Internationally-acclaimed artist Josephine Meckseper, known for her film, photography, and installations that conflate art objects with commodities, responds to the museum’s architecture, location, and collection with five large-scale sculptural works installed in the outdoor gallery, lobby, and permanent collection galleries. Blending materials and concepts from advertising, retail, and visual art, Meckseper questions the underlying power dynamics that shape prominent aspects of our culture.
Her works are placed throughout the museum on a subtle arc that begins in the outdoor gallery with two vitrines—inspired in part by Mies van der Rohe’s German Pavilion for the 1929 International Exposition in Barcelona. The contents contained within—original sculpture and mass-produced objects—might be construed as fine art or consumer goods.
Automotive culture and its association with oil and global turmoil are themes recurrent in Meckseper’s work. Installed in the lobby, Sabotage on Auto Assembly Line to Slow it Down (2009) incorporates car tires, a conveyer belt, two of the artist’s videos on stacked monitors, and mirrored tiles that reflect the vehicles in transit along Montauk Highway. Influenced in part by the car-centric film Weekend (1967, dir.
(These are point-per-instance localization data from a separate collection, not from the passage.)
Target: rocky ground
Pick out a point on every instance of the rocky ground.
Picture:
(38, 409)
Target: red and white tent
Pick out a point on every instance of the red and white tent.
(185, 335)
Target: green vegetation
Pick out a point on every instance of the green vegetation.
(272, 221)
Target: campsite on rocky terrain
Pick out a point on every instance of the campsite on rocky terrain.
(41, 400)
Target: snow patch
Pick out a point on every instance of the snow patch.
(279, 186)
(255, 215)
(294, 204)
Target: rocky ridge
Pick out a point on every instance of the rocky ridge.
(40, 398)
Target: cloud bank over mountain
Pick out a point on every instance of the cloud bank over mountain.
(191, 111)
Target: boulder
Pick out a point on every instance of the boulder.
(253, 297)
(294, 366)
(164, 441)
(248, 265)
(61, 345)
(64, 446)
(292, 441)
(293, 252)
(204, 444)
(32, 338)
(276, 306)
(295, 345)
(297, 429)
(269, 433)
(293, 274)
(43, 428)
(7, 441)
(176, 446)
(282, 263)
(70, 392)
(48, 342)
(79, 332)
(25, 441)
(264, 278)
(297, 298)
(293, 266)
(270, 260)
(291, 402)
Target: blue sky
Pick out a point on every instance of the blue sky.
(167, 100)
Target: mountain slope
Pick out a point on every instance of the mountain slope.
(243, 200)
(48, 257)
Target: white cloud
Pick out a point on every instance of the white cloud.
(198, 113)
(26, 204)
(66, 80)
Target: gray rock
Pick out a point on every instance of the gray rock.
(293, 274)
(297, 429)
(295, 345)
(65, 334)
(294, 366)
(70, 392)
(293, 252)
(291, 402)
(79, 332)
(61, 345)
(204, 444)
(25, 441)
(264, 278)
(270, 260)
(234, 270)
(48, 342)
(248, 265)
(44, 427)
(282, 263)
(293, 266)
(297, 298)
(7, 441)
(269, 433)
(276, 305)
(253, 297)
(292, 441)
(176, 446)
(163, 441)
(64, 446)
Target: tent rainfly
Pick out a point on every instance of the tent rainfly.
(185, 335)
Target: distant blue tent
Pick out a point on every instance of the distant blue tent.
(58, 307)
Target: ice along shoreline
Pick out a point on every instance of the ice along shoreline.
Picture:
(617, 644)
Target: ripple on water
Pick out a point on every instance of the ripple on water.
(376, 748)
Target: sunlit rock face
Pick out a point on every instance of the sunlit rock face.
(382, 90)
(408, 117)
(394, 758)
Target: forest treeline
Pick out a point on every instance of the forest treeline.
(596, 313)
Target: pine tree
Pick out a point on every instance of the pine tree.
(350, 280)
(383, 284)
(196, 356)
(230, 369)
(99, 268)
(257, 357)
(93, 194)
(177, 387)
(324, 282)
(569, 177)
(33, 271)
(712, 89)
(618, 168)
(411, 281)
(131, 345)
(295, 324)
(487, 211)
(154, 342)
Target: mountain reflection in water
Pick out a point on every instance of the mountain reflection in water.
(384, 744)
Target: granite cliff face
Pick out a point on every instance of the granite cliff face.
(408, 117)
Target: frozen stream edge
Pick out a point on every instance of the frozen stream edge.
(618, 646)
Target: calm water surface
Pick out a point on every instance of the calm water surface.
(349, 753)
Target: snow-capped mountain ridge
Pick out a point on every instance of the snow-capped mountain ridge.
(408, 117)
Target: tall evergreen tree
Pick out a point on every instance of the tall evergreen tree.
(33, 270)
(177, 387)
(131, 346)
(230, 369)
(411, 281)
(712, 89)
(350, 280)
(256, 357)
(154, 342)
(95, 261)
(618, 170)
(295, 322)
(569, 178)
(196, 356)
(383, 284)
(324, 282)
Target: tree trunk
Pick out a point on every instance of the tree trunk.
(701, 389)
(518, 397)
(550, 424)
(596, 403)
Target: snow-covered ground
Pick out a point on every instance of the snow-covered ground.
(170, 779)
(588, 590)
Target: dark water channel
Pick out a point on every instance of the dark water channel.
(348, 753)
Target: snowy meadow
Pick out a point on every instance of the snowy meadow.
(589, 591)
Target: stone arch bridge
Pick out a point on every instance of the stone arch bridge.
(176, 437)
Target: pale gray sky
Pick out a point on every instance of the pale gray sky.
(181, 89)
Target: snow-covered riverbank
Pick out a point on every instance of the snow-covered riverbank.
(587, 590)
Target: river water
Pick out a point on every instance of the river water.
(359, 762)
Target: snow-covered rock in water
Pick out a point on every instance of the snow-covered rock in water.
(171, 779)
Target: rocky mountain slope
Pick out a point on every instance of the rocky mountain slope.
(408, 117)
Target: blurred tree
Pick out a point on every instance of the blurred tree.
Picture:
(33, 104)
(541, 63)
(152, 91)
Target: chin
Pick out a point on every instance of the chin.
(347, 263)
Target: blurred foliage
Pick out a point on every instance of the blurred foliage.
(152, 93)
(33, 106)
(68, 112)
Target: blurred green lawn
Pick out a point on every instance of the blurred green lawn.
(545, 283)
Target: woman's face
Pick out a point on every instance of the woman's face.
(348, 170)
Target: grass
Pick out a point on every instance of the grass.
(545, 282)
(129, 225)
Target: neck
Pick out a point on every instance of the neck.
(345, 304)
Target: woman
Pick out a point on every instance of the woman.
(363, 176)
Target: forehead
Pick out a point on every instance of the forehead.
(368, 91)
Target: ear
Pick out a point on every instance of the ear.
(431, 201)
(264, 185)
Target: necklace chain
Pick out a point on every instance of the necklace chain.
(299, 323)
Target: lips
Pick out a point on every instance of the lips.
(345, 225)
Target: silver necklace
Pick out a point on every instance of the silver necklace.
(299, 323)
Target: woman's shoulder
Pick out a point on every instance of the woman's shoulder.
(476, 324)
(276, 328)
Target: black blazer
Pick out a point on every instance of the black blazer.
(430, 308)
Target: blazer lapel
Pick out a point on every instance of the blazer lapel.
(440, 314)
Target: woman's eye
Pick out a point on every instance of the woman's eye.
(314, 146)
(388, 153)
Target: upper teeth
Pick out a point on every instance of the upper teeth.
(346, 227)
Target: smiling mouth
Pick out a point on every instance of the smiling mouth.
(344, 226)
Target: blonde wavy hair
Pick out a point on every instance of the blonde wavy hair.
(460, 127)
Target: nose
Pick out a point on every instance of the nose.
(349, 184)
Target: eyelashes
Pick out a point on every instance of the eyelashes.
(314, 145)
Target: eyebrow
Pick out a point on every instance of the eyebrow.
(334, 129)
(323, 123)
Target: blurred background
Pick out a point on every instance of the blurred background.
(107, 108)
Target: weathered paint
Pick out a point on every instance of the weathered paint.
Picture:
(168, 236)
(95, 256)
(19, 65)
Jean-Luc Godard), Meckseper alludes to the car dealerships just a short distance down the road and draws attention to the often-discussed traffic that marks the influx of summer visitors. The cinematic quality of the moving vehicles contrasted with the pastoral landscape surrounding the museum is framed within the work’s mirrored surface.
In the collection galleries, Meckseper further upends expectations through the placement of Crow (2011), with its prominent Jeep insignia, adjacent to John Chamberlain’s crushed car sculpture Tambourinefrappe (2010). Her use of commercial slatwall panels as an artistic medium for both Crow and Corvette (2011), the latter installed among three works in the “Collective Conversations” gallery, is a departure from traditional materials of painting and sculpture, but a clear reference to Minimalist and Modernist aesthetics. Throughout the building, Meckseper approaches this project as an exhibition without a designated gallery, generates unexpected conversations within the collection, and highlights the museum itself as a display platform.